Jangankan untuk mengubah nasib, banyak proletar dan kelas masyarakat lainnya belum mampu memahami nasibnya dengan benar akibat jauh dari Tuhan. Apalagi, menerima sebuah agama adalah pilihan dan Tuhan memilih siapa manusia yang Ia kehendaki untuk menerima hidayah. Hidayah-lah jalan untuk menerima agama yang merupakan hak prerogratif Tuhan.
Oleh karena itu, menggunakan alasan 'mengubah nasib' adalah pendekatan yang tepat untuk memperkenalkan agama dan menjemput hidayah Tuhan.
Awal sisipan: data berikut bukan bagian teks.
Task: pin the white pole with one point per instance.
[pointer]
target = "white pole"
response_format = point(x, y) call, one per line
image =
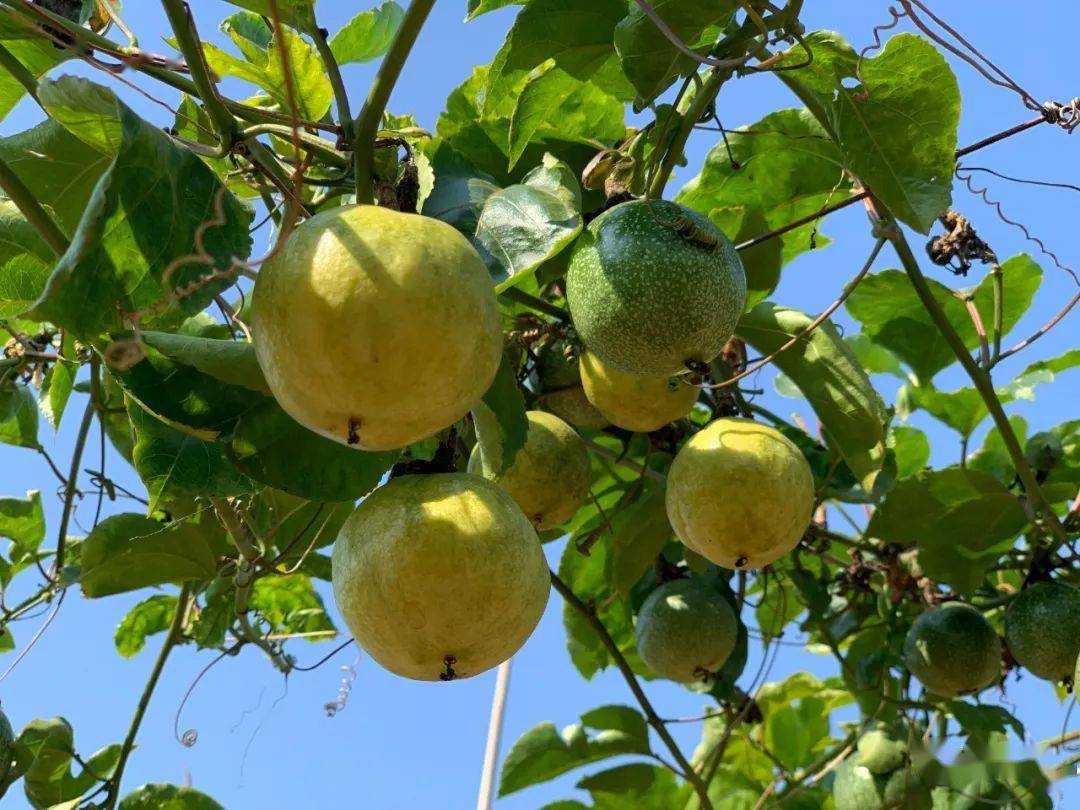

Kepiawaian agamawan dalam berdakwah sangat dibutuhkan dalam misi ini. Kepiawaian itulah yang akan membawa proletar keluar dari risiko sesat pikirnya.
Bahwa kita mungkin ditakdirkan lahir dan mati sebagai proletar atau bukan. Tapi berpikir seperti proletar bisa menjangkiti siapa saja, jika kita jauh dari agama. Maka, beragama adalah satu-satunya pilihan yang rasional untuk membekali diri dari sesat pikir itu.Â
Dengan beragama kita akan punya alasan untuk mengubah nasib, yakni menjalankan kewajiban sebagai mahluk yang diberi kesempurnaan untuk menimba ilmu, memperjuangkan kebenaran dan saling menasihati dalam kesabaran. Dialektika nasib bukanlah tujuan, melainkan pemberian Tuhan. Kita hanya diminta berpikir, bicara dan bertindak dengan benar.